Study Finds COVID-19 Can Persist After Symptoms Disappear


The length of time patients remained contagious after the end of their symptoms, however, ranged from 1 to 8 days.

Researchers have found that approximately half of their patients treated for mild cases of the novel coronavirus (COVID-19) still had the virus for up to 8 days after their symptoms disappeared, according to a research letter published in the American Journal of Respiratory and Critical Care Medicine.

The study included 16 patients with COVID-19 who were successfully treated in a Beijing hospital between January 28 and February 9, 2020. The patients had a median age of 35.5 years. The patients were discharged after confirmation of negative viral status by at least 2 consecutive polymerase chain reaction tests.

The patients’ primary symptoms included fever, cough, pharyngalgia, and dyspnea. They were treated with a range of medications. The incubation period was 5 days for all but 1 patient, and the average duration of symptoms was 8 days. The length of time patients remained contagious after the end of their symptoms, however, ranged from 1 to 8 days.

“The most significant finding from our study is that half of the patients kept shedding the virus even after resolution of their symptoms,” said co-lead author Lokesh Sharma, PhD, in a statement.

Sharma added that more severe infections may result in longer shedding times, but the authors said more research is needed to confirm this theory. All of the included patients had mild infections and recovered fully. Furthermore, they added that it is unclear whether their results would be consistent in more vulnerable populations such as the elderly and immunosuppressed.

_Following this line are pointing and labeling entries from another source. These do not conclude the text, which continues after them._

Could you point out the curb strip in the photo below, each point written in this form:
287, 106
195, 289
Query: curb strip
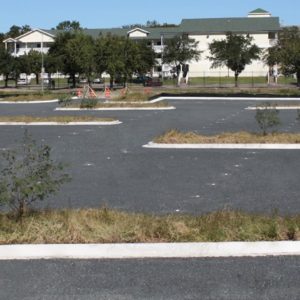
138, 251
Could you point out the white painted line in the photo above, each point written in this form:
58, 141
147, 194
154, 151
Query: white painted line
223, 98
223, 146
273, 107
115, 108
163, 250
59, 123
29, 102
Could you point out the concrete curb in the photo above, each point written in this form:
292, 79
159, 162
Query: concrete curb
115, 108
223, 98
59, 123
138, 251
274, 107
29, 102
152, 145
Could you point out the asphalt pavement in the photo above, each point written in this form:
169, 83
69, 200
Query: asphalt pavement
270, 278
110, 167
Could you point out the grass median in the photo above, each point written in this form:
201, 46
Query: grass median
26, 97
111, 226
176, 137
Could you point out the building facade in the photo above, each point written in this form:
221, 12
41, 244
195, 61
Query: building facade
259, 24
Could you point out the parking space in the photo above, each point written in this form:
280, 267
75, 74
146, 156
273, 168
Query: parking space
110, 167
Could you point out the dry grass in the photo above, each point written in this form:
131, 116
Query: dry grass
59, 119
133, 96
124, 105
177, 137
30, 97
110, 226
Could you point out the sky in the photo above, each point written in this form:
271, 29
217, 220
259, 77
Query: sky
115, 13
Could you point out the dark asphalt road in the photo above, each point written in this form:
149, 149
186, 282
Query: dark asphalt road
174, 279
110, 167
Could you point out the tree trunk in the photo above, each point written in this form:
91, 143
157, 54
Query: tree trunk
6, 81
179, 76
236, 75
298, 78
21, 210
73, 81
37, 78
111, 82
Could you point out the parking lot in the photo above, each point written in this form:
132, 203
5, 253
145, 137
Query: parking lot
110, 167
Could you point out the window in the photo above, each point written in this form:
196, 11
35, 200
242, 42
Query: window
272, 35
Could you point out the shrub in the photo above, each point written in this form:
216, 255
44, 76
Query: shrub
267, 117
64, 100
88, 103
29, 174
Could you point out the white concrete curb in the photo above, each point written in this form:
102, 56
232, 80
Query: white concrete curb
164, 250
223, 146
273, 107
222, 98
29, 102
115, 108
59, 123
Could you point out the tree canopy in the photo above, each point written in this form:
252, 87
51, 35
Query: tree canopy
68, 26
286, 52
234, 52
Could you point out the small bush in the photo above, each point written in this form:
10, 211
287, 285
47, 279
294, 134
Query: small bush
88, 103
64, 100
267, 117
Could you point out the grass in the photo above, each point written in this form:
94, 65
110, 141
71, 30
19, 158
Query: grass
59, 119
123, 105
176, 137
28, 97
133, 96
222, 80
111, 226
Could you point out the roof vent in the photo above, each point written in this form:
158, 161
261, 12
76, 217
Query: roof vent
259, 13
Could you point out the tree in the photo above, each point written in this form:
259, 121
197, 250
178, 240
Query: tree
80, 54
6, 64
235, 52
121, 57
29, 175
286, 52
267, 117
35, 63
16, 31
73, 54
178, 51
68, 26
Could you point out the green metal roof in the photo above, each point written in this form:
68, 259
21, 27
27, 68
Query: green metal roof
259, 11
196, 26
222, 25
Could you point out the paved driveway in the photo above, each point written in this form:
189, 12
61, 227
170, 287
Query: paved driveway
110, 167
231, 279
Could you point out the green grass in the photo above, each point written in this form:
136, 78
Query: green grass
111, 226
176, 137
59, 119
13, 97
223, 80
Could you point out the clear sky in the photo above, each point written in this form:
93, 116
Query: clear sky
115, 13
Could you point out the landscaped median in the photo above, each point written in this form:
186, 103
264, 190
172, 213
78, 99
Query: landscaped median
56, 120
118, 105
111, 226
228, 140
10, 98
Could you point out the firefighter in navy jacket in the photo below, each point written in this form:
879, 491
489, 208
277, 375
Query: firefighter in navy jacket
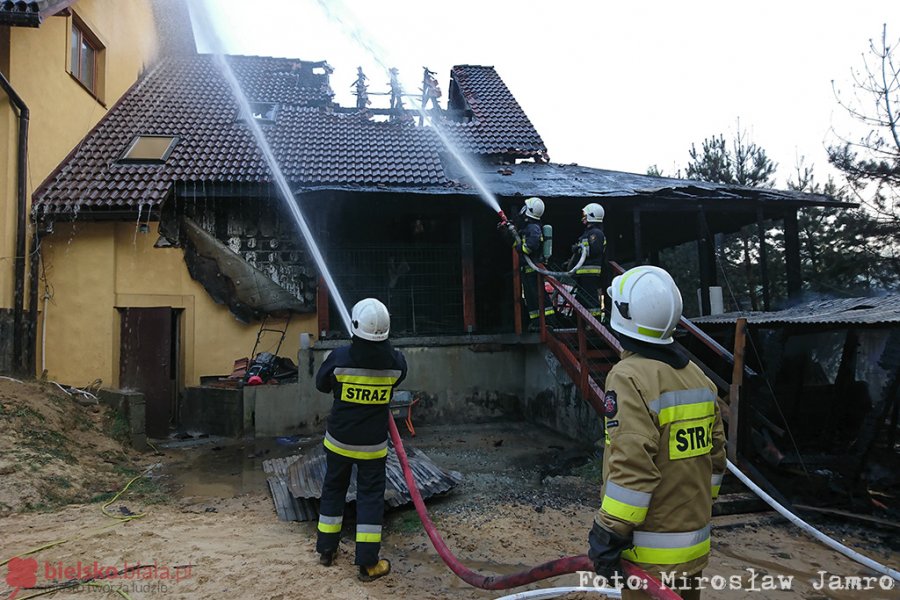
587, 276
531, 244
362, 378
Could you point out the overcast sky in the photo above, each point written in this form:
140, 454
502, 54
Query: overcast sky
613, 85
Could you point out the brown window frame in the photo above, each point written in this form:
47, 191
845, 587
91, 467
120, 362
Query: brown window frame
81, 35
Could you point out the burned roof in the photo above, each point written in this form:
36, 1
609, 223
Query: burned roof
552, 180
29, 13
322, 147
187, 97
883, 310
499, 126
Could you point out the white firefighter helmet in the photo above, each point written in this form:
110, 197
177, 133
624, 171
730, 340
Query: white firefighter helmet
646, 304
534, 208
370, 320
593, 213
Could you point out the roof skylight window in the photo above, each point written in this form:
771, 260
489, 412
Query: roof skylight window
149, 149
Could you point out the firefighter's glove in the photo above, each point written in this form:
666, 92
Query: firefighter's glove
605, 551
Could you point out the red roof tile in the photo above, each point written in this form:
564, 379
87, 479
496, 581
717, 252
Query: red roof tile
188, 97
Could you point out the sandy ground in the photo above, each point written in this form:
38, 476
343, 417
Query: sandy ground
511, 511
54, 451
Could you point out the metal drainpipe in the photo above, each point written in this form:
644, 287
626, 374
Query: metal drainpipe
21, 176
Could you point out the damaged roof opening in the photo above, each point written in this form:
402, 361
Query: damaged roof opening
263, 112
149, 149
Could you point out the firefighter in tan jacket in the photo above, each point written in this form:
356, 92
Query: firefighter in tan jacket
665, 444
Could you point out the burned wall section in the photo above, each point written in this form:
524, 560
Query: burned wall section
246, 252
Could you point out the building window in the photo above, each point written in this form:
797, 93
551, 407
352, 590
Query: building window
149, 149
86, 58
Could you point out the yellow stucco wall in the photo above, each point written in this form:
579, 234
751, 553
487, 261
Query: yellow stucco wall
62, 111
95, 268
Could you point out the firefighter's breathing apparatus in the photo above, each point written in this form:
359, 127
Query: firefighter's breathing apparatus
547, 232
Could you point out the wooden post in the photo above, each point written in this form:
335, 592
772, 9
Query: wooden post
706, 260
517, 294
468, 273
792, 254
582, 358
323, 304
763, 259
541, 315
737, 380
638, 241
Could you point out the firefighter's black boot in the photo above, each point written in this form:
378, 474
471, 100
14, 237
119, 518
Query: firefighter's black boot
379, 569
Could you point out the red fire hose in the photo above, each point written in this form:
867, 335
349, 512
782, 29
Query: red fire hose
562, 566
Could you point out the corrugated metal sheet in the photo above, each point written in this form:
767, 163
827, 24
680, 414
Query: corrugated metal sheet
29, 13
296, 482
884, 310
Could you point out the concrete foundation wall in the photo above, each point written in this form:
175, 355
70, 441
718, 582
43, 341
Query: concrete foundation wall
6, 340
552, 398
215, 411
462, 383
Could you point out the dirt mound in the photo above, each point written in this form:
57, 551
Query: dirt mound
53, 451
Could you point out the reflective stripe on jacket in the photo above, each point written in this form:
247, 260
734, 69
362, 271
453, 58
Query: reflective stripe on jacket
663, 463
593, 239
362, 378
532, 237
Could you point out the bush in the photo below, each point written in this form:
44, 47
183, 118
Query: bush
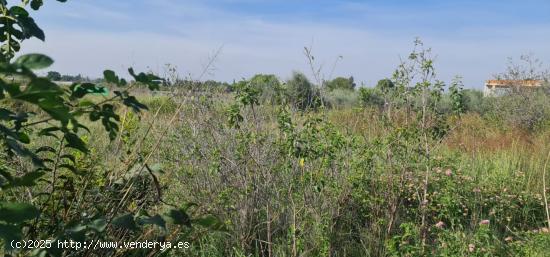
302, 94
342, 98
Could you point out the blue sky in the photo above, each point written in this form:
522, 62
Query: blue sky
470, 38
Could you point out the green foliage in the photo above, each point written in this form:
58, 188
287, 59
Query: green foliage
303, 95
340, 83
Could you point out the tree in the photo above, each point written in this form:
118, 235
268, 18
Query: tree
301, 92
48, 135
54, 75
270, 87
385, 85
341, 83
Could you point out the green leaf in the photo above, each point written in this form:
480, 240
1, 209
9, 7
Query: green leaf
27, 180
34, 61
210, 222
110, 76
98, 225
15, 213
154, 220
23, 138
36, 4
179, 217
125, 221
9, 233
73, 141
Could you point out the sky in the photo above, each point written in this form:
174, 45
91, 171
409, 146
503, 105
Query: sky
472, 39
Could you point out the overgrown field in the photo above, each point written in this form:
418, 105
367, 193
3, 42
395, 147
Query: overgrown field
412, 166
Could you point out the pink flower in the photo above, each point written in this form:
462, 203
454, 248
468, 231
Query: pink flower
484, 222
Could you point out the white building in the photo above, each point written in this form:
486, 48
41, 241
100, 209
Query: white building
500, 87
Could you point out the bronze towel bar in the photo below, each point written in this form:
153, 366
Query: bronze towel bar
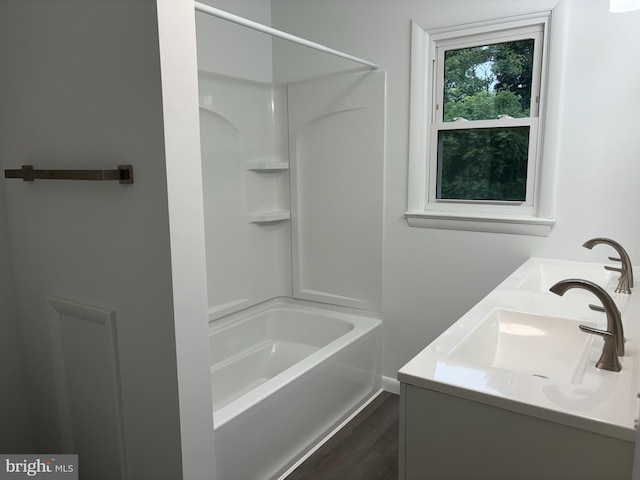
124, 174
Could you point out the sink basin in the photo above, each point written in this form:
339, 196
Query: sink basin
538, 345
543, 276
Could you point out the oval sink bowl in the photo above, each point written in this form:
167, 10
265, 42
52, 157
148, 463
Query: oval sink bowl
538, 345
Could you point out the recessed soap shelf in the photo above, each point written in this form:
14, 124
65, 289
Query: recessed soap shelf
269, 217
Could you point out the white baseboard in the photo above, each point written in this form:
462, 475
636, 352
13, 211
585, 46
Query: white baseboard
390, 384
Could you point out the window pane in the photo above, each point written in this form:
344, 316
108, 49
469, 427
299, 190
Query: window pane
483, 164
489, 81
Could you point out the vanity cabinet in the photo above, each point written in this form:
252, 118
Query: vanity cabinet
511, 390
444, 436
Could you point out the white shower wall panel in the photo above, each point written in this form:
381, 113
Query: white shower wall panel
243, 122
336, 145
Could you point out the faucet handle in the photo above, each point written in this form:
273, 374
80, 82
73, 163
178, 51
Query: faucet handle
609, 358
615, 269
623, 283
598, 308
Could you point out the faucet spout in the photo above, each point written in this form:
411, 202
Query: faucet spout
626, 271
614, 321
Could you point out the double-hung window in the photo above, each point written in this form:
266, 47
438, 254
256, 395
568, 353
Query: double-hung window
477, 113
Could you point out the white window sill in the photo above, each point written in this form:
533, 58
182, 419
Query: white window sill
520, 225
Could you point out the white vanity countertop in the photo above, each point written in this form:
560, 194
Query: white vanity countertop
596, 400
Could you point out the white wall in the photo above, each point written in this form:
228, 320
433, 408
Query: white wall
81, 88
432, 277
233, 50
16, 435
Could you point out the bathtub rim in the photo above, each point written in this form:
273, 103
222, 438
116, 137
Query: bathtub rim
363, 321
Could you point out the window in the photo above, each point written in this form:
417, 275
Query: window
477, 117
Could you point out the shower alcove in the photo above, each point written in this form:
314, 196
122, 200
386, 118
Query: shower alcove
293, 203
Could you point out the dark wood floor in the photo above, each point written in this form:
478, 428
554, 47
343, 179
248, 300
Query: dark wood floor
366, 448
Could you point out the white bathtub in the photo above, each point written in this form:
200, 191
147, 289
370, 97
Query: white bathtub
284, 374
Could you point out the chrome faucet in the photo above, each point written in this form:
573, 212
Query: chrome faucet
626, 271
609, 358
614, 321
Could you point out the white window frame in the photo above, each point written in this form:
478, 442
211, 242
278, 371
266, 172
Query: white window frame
535, 215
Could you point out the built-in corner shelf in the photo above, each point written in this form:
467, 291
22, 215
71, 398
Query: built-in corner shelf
267, 165
269, 217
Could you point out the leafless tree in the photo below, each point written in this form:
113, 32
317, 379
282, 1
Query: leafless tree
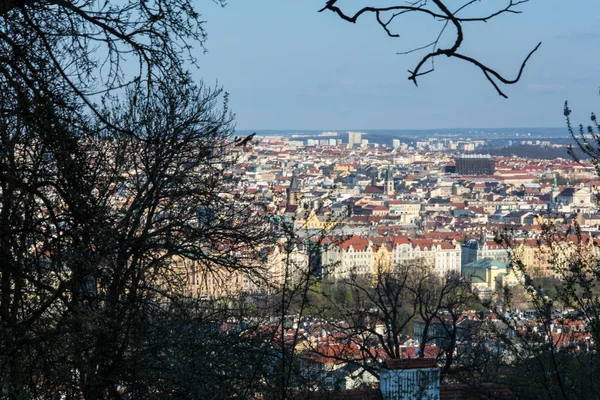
389, 17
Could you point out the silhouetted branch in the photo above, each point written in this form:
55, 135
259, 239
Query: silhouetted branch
441, 12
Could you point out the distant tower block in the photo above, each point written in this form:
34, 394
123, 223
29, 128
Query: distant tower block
354, 138
389, 183
293, 191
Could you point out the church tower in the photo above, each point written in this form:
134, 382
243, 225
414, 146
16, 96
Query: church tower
388, 188
293, 191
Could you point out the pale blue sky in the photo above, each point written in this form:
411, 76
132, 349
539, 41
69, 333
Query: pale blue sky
288, 67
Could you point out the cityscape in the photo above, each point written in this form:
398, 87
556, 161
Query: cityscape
325, 199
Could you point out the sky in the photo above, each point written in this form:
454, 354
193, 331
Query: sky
286, 66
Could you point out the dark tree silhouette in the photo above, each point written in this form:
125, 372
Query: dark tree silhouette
446, 14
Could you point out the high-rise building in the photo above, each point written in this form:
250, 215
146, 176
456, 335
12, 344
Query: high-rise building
354, 138
475, 164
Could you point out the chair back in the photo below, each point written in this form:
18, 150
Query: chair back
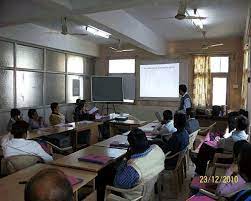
14, 163
181, 157
148, 188
192, 138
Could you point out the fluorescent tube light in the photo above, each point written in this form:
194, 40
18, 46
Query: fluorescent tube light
97, 32
197, 22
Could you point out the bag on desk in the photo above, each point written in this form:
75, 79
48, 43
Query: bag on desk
95, 159
60, 140
116, 144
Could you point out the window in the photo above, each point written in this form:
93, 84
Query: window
125, 68
219, 64
219, 91
75, 64
219, 73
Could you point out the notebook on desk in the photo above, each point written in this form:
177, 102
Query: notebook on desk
158, 116
99, 159
200, 197
74, 180
116, 144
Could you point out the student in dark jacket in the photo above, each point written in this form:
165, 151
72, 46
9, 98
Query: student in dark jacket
178, 141
192, 124
81, 114
244, 166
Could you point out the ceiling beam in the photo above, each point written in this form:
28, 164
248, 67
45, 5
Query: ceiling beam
125, 26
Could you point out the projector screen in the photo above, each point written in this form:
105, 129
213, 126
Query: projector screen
107, 89
159, 80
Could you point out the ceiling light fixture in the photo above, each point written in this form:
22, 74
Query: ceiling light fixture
197, 22
97, 32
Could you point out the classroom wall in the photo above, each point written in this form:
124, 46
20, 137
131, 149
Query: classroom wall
38, 35
41, 82
180, 50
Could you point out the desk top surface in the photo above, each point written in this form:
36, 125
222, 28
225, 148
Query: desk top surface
129, 122
83, 125
122, 139
13, 191
72, 161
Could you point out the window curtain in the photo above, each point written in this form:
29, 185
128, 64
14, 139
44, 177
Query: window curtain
244, 89
202, 82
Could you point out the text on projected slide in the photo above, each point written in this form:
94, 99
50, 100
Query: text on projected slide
159, 80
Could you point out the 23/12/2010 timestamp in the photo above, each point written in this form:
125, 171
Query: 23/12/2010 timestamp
218, 179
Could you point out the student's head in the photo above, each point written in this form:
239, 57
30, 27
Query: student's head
182, 89
48, 185
32, 114
137, 141
244, 162
242, 123
15, 114
19, 129
55, 107
81, 103
167, 115
190, 113
243, 112
179, 120
237, 148
77, 101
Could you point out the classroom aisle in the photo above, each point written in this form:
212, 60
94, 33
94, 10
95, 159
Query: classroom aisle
185, 191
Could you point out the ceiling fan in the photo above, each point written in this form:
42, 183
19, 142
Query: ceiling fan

Their findings, if confirmed in broader studies, could result in updated recommendations for quarantine periods as well as recommendations for handling asymptomatic patients.

“If you had mild respiratory symptoms from COVID-19 and were staying at home so as not to infect people, extend your quarantine for another 2 weeks after recovery to ensure that you don’t infect other people, said corresponding author Lixin Xie, MD, in the statement.

The authors also urged medical professionals to exercise caution when interacting with asymptomatic or recently recovered patients, and to treat them as carefully as those who are symptomatic.


Some COVID-19 Patients Still Have Coronavirus After Symptoms Disappear [news release]. American Thoracic Society; March 27, 2020. Accessed March 31, 2020.